Mum is still in hospital, though her discharge is imminent. She has done well and the idea that she will return home post hip replacement while I am away in a foreign land fills my brothers with fear. At the same time I feel relief. Since my dad died she has had me on some kind of string which, while it has improved our relationship has at times been unhealthy for me. They need to take more responsibility and boy will they get it. I am sorry to say that my mum is a trifle difficult and at times not even a nice person. If this sounds unpleasant I am afraid to admit it is. But she is my mum and I am prepared to put up with her caustic tongue and demands in the main. But having Master help establish boundaries is a great help, for all concerned!

Work is busy. This is the busiest time for it –  our financial year ends on 31st March. Plus we are heading into an election and for those of us working in the public sector is means a period of storm before a calm and then hell……. We are sadly subject to politics and while the day job goes on, policy stops and then starts with vengeance once the election is over. We can only hope for continuing calmness in the coming months, but I won’t hold my breath.

Hubby no longer lives here, nor does my son who happily is living in domestic bliss with his girlfriend. So the time to finally sort out the house nears. Plus we are getting close to 2 years of separation so a divorce looms. Energy is needed and will be found for that last push.

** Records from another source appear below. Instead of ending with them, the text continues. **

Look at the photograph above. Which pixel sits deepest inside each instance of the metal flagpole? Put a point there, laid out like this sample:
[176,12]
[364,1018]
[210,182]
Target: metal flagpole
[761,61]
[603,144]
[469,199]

So that leaves Master and I.

We are two people of middle age who enjoy each others company. When we are out together most people wouldn’t have any idea that the dynamic between us is any different from any other. Maybe people (if they notice) might wonder why I, as a woman of a certain age wear no bra. They probably won’t realise that i wear no knickers. Not that I particular worry about these things, given that I am so slutty. The time away in Spain will allow me to start to reintroduce dresses rather than the trousers and jeans that have been a feature during the winter.

Further, when Master hands me a ticket to pass through a barrier at the station, and I then hand it back to him, will go un noticed. But I am not permitted to carry such tickets (Ok, so the oyster card is different since otherwise we wouldn’t be able to travel around London).

When we are out for dinner, I rarely order food for myself and never wine.

The dynamic we have is now a natural one for us both. I am available for Him and He accesses my body when He wishes.  I am respectful and will generally be calling Him Master rather than Graeme.

But I do seek more, probably need more.

This time together will help us to determine what that looks and feels like for us both.

This is a break away from the world that we both need. Plus we will have some great times, of that I am sure.

I am taking my phone, camera and iPad. I plan to post a little, perhaps some photos and a word or two here or there. Maybe this will be a travel blog with a word or two of kink for a while. That might be fun too.